Ia dizer “manipulação de massas”, mas talvez a diferença esteja precisamente aí.

O velho totalitarismo se impunha sobre os cidadãos com o objetivo de aniquilar todas as diferenças: visava a criar uma população uniformizada, cega e disciplinada como um exército.

Os robôs digitais atuam sobre outro tipo de sociedade —dividida em tribos, regionalismos, grupos de consumidores, facções religiosas, setores profissionais, cada um deles alvejado por mensagens diferentes.

Pode-se criar um bolsonarismo antinordestino em São Paulo, e um bolsonarismo antipaulista no Nordeste; haverá o gay bolsonarista, fanático da livre empresa, e o antigay bolsonarista, defensor da tradição bíblica.

É, se vale o paradoxo, um “totalitarismo fragmentado”; o líder, o mito, não é necessariamente detentor de uma “verdade” válida para todos; a coisa se torna tão irracional que, para apoiá-lo, não é nem mesmo necessário acreditar em tudo o que ele diz.

O pecuarista destruidor de florestas pode ser entusiasta da vacina, a fanática da gripinha não tem nada a ver com o fundamentalista do mercado financeiro. Pouco importa: Bolsonaro é a arma que cada um imagina usar conforme suas próprias necessidades.

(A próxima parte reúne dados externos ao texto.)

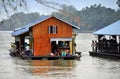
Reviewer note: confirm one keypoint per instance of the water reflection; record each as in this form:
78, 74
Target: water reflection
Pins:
87, 68
56, 67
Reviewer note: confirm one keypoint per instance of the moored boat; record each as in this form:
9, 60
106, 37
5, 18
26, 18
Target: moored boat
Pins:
108, 43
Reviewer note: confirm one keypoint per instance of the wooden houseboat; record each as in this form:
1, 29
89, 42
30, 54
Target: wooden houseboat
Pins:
108, 43
48, 37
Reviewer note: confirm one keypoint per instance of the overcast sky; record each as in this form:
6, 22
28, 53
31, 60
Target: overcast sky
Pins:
78, 4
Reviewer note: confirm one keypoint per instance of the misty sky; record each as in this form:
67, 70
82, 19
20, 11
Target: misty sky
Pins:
78, 4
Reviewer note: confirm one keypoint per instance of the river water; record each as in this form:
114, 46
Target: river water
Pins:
86, 68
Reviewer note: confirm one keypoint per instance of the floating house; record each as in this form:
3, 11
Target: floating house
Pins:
46, 35
108, 43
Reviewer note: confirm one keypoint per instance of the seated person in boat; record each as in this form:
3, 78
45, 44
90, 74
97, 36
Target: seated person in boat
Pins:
13, 50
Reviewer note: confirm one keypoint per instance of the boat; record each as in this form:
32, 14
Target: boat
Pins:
108, 43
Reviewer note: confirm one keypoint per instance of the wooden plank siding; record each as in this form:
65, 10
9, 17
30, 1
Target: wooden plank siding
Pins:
41, 37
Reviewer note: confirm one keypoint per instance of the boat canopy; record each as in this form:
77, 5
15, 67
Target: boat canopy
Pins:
112, 29
61, 39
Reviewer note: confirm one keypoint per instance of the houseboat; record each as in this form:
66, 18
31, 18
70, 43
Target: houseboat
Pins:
46, 38
108, 43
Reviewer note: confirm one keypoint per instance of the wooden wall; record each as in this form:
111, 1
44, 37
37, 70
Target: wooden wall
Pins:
42, 45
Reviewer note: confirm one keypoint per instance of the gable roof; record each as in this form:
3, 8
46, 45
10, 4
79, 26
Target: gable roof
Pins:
112, 29
25, 29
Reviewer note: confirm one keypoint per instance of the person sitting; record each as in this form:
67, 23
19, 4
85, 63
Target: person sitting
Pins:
63, 53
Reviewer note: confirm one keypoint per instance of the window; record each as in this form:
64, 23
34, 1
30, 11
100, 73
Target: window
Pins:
52, 29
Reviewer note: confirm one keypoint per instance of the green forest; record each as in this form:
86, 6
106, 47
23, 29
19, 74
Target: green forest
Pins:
90, 18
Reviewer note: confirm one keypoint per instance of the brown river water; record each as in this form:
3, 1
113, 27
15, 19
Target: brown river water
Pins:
86, 68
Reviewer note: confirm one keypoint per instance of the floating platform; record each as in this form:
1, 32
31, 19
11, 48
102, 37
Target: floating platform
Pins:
51, 57
105, 55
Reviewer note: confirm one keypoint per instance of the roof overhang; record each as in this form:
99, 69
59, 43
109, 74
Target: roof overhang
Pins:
61, 39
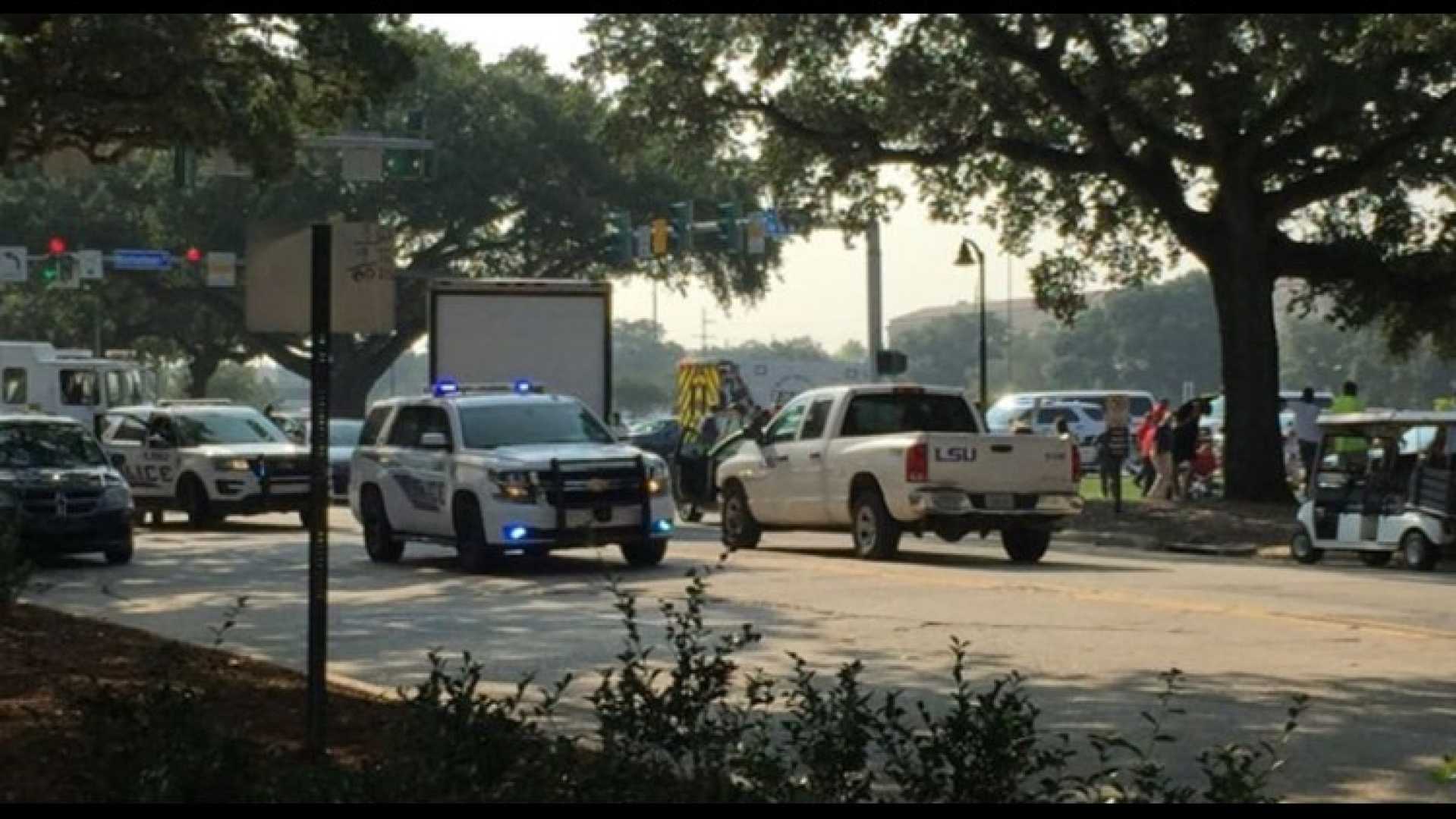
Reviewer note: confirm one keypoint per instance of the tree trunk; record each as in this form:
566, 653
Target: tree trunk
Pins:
200, 372
1254, 453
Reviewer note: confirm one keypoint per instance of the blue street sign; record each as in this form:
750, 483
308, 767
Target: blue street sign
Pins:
142, 259
772, 226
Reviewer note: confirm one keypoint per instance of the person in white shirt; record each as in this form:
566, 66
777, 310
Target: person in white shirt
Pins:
1307, 413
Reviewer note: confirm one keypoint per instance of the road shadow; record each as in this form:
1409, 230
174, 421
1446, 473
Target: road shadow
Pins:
969, 560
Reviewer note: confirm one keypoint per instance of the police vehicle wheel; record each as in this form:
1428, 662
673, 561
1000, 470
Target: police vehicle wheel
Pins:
1375, 559
1303, 549
121, 554
738, 527
646, 553
1420, 553
379, 537
1025, 546
876, 533
193, 497
476, 553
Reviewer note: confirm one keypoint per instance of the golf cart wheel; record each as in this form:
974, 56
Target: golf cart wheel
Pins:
1419, 551
1302, 549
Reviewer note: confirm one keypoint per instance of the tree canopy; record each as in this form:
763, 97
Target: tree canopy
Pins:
1267, 146
108, 85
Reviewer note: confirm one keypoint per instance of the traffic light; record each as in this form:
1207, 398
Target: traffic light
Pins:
57, 269
728, 226
683, 226
622, 239
191, 261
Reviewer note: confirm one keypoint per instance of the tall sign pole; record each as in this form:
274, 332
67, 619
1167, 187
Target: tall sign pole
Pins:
319, 332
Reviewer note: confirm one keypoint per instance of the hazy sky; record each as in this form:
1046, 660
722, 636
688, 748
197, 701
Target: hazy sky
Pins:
823, 290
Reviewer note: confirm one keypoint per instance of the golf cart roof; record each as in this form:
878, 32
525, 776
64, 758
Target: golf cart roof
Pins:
1386, 418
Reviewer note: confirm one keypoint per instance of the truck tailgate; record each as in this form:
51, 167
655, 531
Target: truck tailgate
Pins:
1025, 464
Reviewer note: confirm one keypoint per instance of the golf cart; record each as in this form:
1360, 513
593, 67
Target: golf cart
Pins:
1382, 483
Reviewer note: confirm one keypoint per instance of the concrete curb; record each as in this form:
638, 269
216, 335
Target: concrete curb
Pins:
1222, 551
1121, 540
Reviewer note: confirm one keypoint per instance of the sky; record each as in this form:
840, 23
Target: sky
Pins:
822, 290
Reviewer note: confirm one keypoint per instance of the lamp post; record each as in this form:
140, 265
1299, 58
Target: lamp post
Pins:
964, 259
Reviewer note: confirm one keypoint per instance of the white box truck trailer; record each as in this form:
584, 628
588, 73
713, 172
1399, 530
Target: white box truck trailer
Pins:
552, 332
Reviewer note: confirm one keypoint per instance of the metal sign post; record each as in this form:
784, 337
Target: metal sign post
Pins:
319, 331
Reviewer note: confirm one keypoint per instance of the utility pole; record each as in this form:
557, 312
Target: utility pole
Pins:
873, 285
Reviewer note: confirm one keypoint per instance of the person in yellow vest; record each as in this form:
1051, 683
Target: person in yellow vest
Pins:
1348, 400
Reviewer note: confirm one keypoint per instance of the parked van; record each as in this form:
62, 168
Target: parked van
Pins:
66, 381
999, 418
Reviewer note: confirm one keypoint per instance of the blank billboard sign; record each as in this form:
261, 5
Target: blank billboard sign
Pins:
558, 339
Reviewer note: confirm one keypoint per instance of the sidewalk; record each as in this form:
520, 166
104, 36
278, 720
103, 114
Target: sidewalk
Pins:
1200, 527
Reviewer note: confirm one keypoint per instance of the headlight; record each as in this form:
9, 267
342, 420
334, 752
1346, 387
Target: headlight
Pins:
115, 498
231, 464
514, 486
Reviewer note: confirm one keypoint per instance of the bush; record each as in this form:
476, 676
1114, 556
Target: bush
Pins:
689, 728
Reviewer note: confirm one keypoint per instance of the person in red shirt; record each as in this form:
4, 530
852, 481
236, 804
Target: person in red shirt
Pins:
1146, 434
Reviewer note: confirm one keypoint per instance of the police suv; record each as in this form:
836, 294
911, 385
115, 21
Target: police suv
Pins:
209, 459
502, 469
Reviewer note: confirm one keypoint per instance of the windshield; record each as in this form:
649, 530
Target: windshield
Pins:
907, 412
49, 445
197, 428
505, 425
344, 432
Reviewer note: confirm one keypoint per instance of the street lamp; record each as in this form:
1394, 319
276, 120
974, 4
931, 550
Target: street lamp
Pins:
964, 259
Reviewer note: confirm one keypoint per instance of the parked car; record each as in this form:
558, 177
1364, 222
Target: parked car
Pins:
1083, 419
58, 489
887, 459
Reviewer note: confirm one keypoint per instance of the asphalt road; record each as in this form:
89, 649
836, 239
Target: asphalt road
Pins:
1090, 629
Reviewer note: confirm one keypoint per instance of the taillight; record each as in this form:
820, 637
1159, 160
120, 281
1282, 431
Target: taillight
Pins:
917, 464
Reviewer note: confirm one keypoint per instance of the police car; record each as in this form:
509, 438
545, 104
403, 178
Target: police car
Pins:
57, 492
504, 469
209, 459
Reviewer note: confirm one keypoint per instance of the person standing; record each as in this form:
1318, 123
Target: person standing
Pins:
1164, 459
1145, 445
1186, 445
1307, 428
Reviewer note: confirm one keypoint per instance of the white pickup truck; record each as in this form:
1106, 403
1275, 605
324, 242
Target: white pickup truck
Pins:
885, 459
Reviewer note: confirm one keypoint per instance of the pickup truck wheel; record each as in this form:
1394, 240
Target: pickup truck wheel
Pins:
738, 527
1025, 546
644, 553
476, 554
1420, 553
877, 534
1303, 549
379, 537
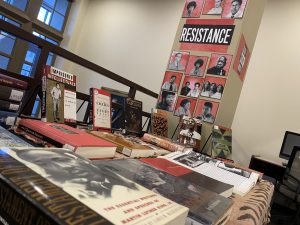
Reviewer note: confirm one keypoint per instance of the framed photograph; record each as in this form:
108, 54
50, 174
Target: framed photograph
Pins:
242, 58
219, 64
178, 60
234, 9
213, 87
171, 81
213, 7
166, 101
191, 86
192, 8
196, 65
206, 111
185, 106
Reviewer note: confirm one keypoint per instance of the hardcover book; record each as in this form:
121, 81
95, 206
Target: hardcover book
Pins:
59, 96
7, 139
56, 186
11, 94
131, 146
205, 207
12, 82
242, 180
133, 116
189, 175
61, 135
100, 110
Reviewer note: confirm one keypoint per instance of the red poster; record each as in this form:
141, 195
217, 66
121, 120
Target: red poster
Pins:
219, 64
185, 106
206, 111
242, 59
171, 81
196, 65
208, 35
234, 9
192, 8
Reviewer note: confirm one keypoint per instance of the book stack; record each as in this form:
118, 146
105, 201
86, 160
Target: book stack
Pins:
11, 95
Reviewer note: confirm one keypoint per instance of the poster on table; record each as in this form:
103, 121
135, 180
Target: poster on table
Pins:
206, 111
196, 65
219, 64
209, 35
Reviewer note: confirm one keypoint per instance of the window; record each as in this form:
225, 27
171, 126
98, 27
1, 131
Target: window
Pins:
53, 12
20, 4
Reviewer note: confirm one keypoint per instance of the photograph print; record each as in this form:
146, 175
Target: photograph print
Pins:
192, 8
206, 111
219, 64
171, 81
166, 101
185, 106
191, 86
213, 7
234, 9
178, 60
213, 87
196, 65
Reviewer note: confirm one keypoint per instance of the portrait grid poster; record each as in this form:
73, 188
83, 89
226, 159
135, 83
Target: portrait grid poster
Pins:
206, 110
185, 106
178, 60
196, 65
236, 6
171, 81
192, 8
213, 7
219, 64
242, 58
189, 84
208, 35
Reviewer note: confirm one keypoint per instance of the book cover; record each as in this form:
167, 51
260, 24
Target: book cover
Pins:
100, 110
130, 145
59, 96
11, 94
133, 116
189, 175
61, 135
221, 142
12, 82
7, 119
205, 207
7, 139
74, 191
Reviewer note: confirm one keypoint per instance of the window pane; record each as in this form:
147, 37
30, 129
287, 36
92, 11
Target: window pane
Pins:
61, 6
3, 62
57, 21
6, 43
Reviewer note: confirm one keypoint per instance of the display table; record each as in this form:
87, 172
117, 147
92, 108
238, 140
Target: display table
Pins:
254, 207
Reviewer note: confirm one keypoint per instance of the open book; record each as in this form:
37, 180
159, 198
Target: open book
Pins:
242, 180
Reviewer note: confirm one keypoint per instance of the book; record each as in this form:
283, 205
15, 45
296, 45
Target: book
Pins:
99, 110
11, 94
130, 145
12, 82
9, 106
7, 139
242, 180
189, 175
221, 142
133, 116
163, 142
205, 207
68, 189
7, 119
58, 103
61, 135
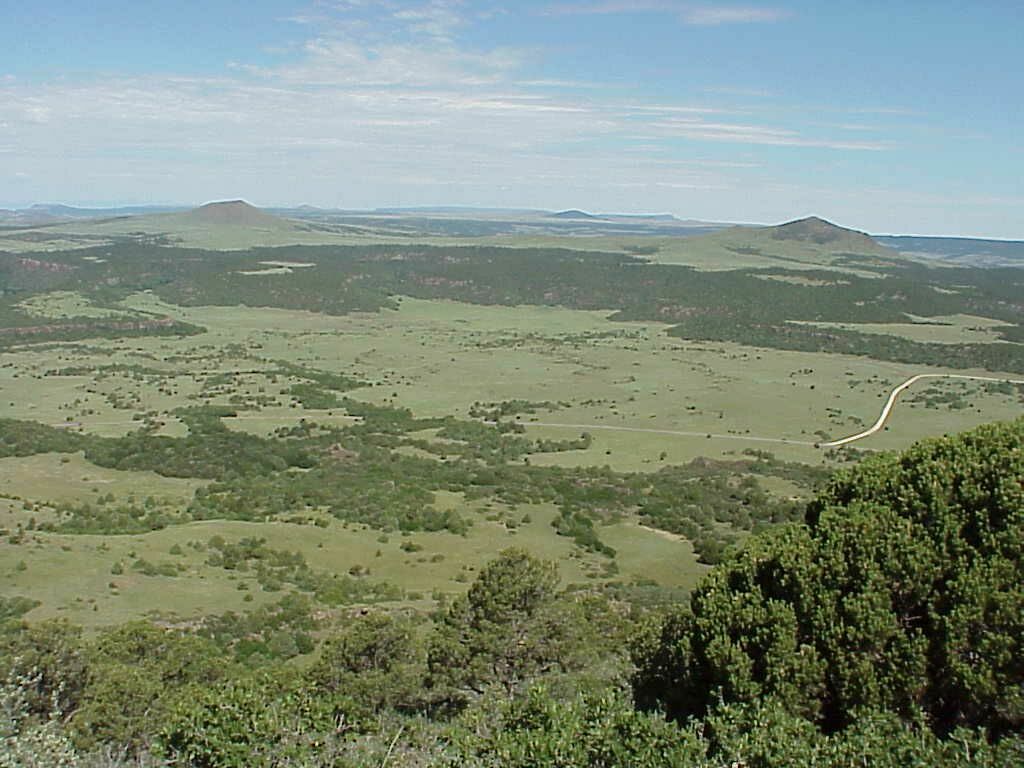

Sobre esses cérebros sem coerência nenhuma, a máquina digital continua agindo —apesar das providências legais que o trabalho de Patrícia Campos Mello ajudou a inspirar.

Movido por robôs, o sistema de ódio, ignorância e preconceito mata milhares de pessoas por dia. Mais que isso: tira a humanidade de muitos dos que não morreram de Covid. Refiro-me àqueles que nem ligam para a morte de seus semelhantes. São robôs também, criados por robôs, a serviço de interesses genocidas.

Poderiam idolatrar um presidente-robô, mas não: a imbecilidade animalesca, barraqueira e tosca do genocida constitui, tristemente, a “face humana” dessa total inumanidade.